A movie log formerly known as Bookishness / By Charles Matthews

"Dazzled by so many and such marvelous inventions, the people of Macondo ... became indignant over the living images that the prosperous merchant Bruno Crespi projected in the theater with the lion-head ticket windows, for a character who had died and was buried in one film and for whose misfortune tears had been shed would reappear alive and transformed into an Arab in the next one. The audience, who had paid two cents apiece to share the difficulties of the actors, would not tolerate that outlandish fraud and they broke up the seats. The mayor, at the urging of Bruno Crespi, explained in a proclamation that the cinema was a machine of illusions that did not merit the emotional outbursts of the audience. With that discouraging explanation many ... decided not to return to the movies, considering that they already had too many troubles of their own to weep over the acted-out misfortunes of imaginary beings."
--Gabriel García Márquez, One Hundred Years of Solitude

Monday, April 9, 2018

Erin Brockovich (Steven Soderbergh, 2000)

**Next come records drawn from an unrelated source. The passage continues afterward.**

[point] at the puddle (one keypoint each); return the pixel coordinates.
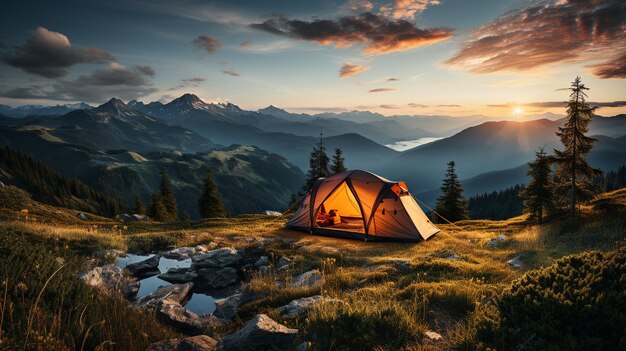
(200, 304)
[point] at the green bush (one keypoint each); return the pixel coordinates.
(576, 304)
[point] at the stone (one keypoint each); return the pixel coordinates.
(194, 343)
(260, 333)
(299, 306)
(145, 268)
(174, 293)
(179, 275)
(262, 261)
(228, 307)
(218, 258)
(112, 279)
(308, 279)
(217, 277)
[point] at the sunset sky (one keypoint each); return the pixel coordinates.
(452, 57)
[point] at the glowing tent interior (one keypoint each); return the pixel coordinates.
(362, 205)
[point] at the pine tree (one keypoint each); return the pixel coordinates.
(451, 204)
(338, 166)
(573, 172)
(158, 212)
(539, 194)
(167, 195)
(318, 164)
(139, 206)
(210, 203)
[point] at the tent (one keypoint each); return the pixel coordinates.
(362, 205)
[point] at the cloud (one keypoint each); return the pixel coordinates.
(50, 54)
(231, 72)
(377, 33)
(547, 32)
(205, 42)
(350, 70)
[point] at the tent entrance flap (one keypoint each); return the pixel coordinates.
(340, 211)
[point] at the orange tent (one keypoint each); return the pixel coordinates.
(362, 205)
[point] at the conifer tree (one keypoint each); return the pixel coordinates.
(139, 206)
(210, 203)
(338, 166)
(167, 196)
(451, 204)
(539, 194)
(318, 164)
(574, 173)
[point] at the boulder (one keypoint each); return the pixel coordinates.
(217, 277)
(299, 306)
(145, 268)
(218, 258)
(228, 307)
(174, 293)
(260, 333)
(194, 343)
(179, 275)
(308, 279)
(113, 279)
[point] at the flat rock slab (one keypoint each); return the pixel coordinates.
(218, 258)
(194, 343)
(260, 333)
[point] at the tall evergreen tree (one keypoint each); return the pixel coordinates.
(573, 172)
(338, 166)
(539, 194)
(318, 164)
(139, 206)
(451, 204)
(210, 203)
(167, 196)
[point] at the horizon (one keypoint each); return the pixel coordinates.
(417, 57)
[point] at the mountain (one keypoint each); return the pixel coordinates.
(38, 110)
(114, 125)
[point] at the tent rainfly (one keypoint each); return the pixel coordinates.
(362, 205)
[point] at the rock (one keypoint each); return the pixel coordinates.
(308, 279)
(145, 268)
(218, 258)
(283, 262)
(194, 343)
(174, 293)
(262, 261)
(515, 262)
(299, 306)
(217, 277)
(111, 278)
(434, 336)
(260, 333)
(182, 319)
(179, 275)
(228, 307)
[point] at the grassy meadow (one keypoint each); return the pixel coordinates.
(392, 295)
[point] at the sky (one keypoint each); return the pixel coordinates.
(419, 57)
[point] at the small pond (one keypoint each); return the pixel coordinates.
(201, 304)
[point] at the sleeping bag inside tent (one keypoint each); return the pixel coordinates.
(362, 205)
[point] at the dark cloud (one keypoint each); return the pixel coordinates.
(548, 32)
(210, 44)
(50, 54)
(350, 70)
(379, 34)
(231, 72)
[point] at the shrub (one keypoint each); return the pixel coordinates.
(575, 304)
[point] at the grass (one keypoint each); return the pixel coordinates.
(392, 293)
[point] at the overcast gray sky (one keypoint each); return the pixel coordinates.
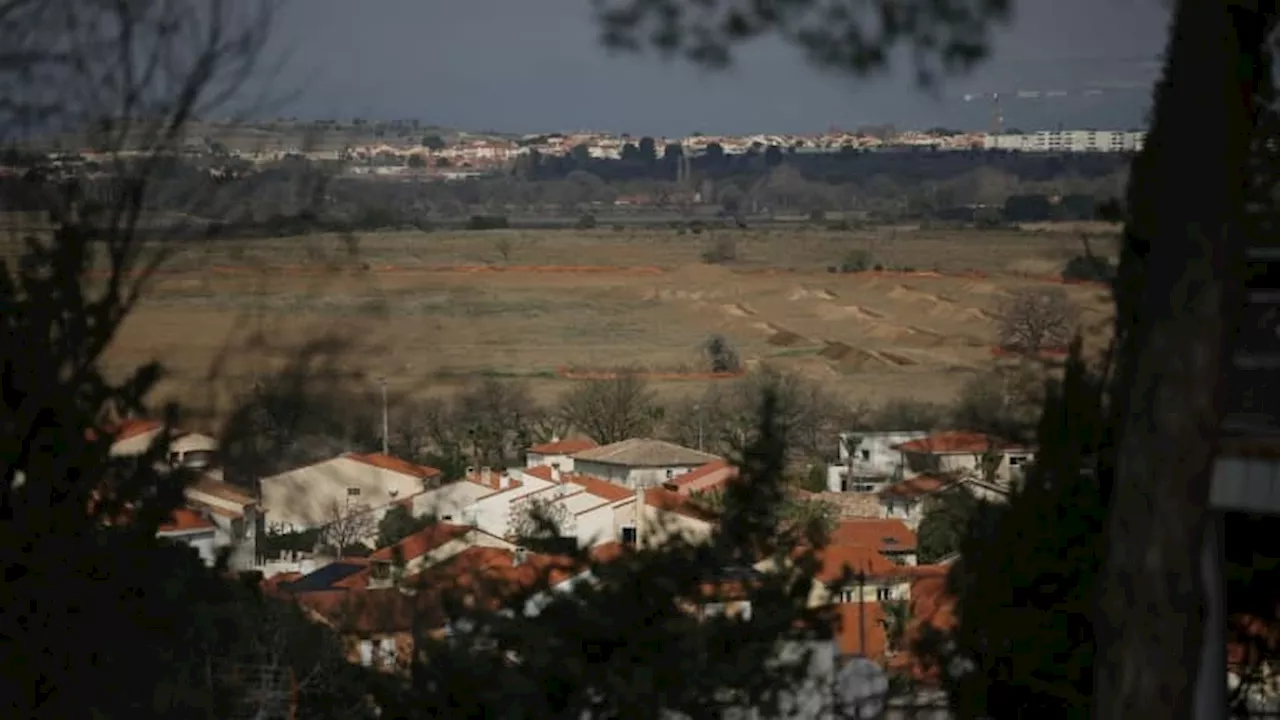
(530, 65)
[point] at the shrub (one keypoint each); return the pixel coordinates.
(855, 261)
(722, 250)
(1088, 268)
(487, 223)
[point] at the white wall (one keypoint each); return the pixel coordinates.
(449, 501)
(536, 459)
(595, 527)
(305, 497)
(205, 542)
(492, 513)
(631, 477)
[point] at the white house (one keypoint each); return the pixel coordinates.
(557, 452)
(234, 514)
(496, 510)
(593, 511)
(868, 460)
(316, 495)
(639, 463)
(965, 454)
(908, 500)
(195, 529)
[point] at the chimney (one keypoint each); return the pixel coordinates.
(640, 518)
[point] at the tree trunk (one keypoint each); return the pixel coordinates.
(1178, 296)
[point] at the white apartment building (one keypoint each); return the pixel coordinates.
(1066, 141)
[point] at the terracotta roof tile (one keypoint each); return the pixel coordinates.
(882, 536)
(132, 427)
(186, 520)
(711, 475)
(567, 446)
(423, 542)
(679, 504)
(394, 464)
(602, 488)
(224, 491)
(917, 486)
(851, 619)
(958, 442)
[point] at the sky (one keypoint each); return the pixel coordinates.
(538, 65)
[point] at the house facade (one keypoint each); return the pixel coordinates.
(312, 496)
(867, 461)
(639, 463)
(963, 454)
(557, 452)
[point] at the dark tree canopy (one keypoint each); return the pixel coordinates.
(944, 35)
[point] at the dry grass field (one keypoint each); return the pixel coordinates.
(429, 310)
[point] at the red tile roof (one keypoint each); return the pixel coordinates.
(602, 488)
(711, 475)
(956, 442)
(423, 542)
(394, 464)
(915, 487)
(840, 561)
(478, 566)
(129, 428)
(186, 520)
(882, 536)
(672, 501)
(851, 619)
(567, 446)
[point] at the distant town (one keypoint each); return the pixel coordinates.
(408, 149)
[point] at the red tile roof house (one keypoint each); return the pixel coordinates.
(965, 454)
(891, 538)
(557, 452)
(594, 511)
(380, 627)
(311, 496)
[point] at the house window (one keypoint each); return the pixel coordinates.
(387, 652)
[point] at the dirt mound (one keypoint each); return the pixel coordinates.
(844, 311)
(737, 310)
(856, 359)
(808, 294)
(979, 314)
(983, 288)
(897, 359)
(785, 338)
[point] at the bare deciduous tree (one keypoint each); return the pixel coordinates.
(1034, 319)
(613, 409)
(539, 519)
(347, 524)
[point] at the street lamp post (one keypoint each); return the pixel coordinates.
(385, 419)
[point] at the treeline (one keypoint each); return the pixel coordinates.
(490, 422)
(297, 195)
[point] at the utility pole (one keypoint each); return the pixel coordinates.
(862, 613)
(385, 419)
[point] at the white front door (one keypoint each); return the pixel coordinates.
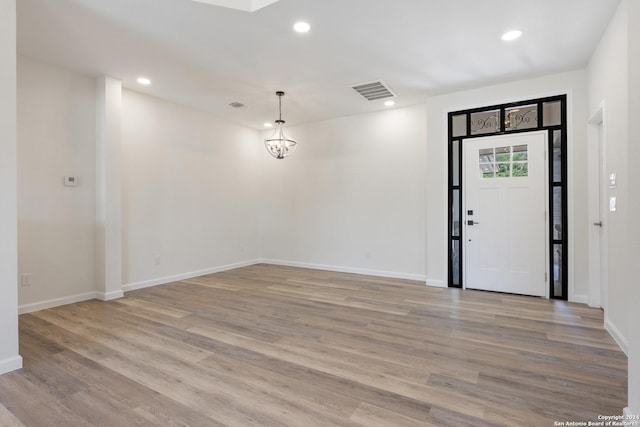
(505, 212)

Albert Finney and Julia Roberts in Erin Brockovich
Erin Brockovich: Julia Roberts
Ed Masry: Albert Finney
George: Aaron Eckhart
Brenda: Conchata Ferrell
Donna Jensen: Marg Helgenberger
Pete Jensen: Michael Harney
Pamela Duncan: Cherry Jones
Charles Embry: Tracey Walter
Kurt Potter: Peter Coyote
David Foil: T.J. Thyne
Theresa Dallavale: Veanne Cox

Director: Steven Soderbergh
Screenplay: Susannah Grant
Cinematography: Edward Lachman
Production design: Philip Messina
Film editing: Anne V. Coates
Music: Thomas Newman

Any film that purports to be what the title character of Erin Brockovich calls a "David and what's-his-name" story is bound to be somewhat formulaic. But I can forgive Steven Soderbergh's movie for its clichés, such as the hunky next-door neighbor who provides Erin with sex and babysitting, or the starchy, tightly wound female lawyer who tries and fails to do the kind of work in signing up participants in the lawsuit that comes so naturally to Erin. We're asked to swallow a lot of narrative shortcutting in the relationship that she builds with Ed Masry, too. But it's to Julia Roberts's great Oscar-winning credit that she makes this fictionalized version of a real person (whom we see early in the film in the role of a waitress) as believable as she does, with the considerable help of the invaluable (but never Oscar-winning) Albert Finney. I've always thought that Soderbergh is undermined by his choice of material: Traffic, which came out the same year as Erin Brockovich and won an Oscar for Soderbergh, is weakened by the difficulty of cramming so many interlocking stories into the confines of a feature film, and it too suffers from some formulaic plotting. But Erin Brockovich makes the case for the feel-good movie with its director's obvious delight in providing a showcase for such skilled actors. This is what makes his Ocean's movies (20001, 2004, 2007) and Magic Mike (2012) so entertaining. Would a grittier approach with less charismatic stars have done a better job of telling the story of Brockovich and Masry's fight with PG&E? Yes, probably. But there's something to be said for good things in glossy packages.